Agri10x has defined the parameters for the quality of produce and the standard operational procedures are in place for manually checking the quality. “We are currently in talks with an Israeli firm for an artificial intelligence-driven mobile app for quality checks. From April onwards, we could be deploying it for farmers,” Ghode said. 

The start-up also has transport and operations in place. For example, once a Delhi trader puts a buy order, the operations team comes into the picture to ensure quality besides grading and sorting. 

The transport people then pick the produce and deliver it to the trader and the whole trading gets closed. “We charge for transport and packaging, if required but we don’t charge for checking the quality,” he said. 

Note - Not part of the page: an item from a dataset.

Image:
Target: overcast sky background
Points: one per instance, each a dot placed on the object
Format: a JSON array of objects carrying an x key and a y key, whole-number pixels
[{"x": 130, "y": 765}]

The firm also does not collect any charge or levy from the farmer for helping them sell their produce. “But we charge traders 1-5 per cent depending on the commodity. The highest charge is for fruits,” Ghode said. 

Onto input business

The online platform, which has its employees working in Pune and Bengaluru, currently has farmers from as far as Madurai in Tamil Nadu working with it, besides from Maharashtra, Rajasthan, Karnataka, Telangana, Andhra Pradesh and Madhya Pradesh. “We have gone deep into Madhya Pradesh at this point,” he said. 

Following the experience gained in helping farmers sell their produce, the start-up is now planning to create a model like “Swiggy or Zomato” which will help farmers to get seeds, pesticides and fertilizers at their farmgates. 

Agri10x has roped in 112 retails and what was begun as a pilot project has now become a business with a turnover of ₹50 lakh. “We are now rolling it out across the country as the revenue from it is increasing,” the start-up CEO said.

Asked about trade disputes, he said though there were a few, today they are “not even one per cent” of the total trades. “We hardly find any dispute as we have understood how this facilitation works,” Ghode said.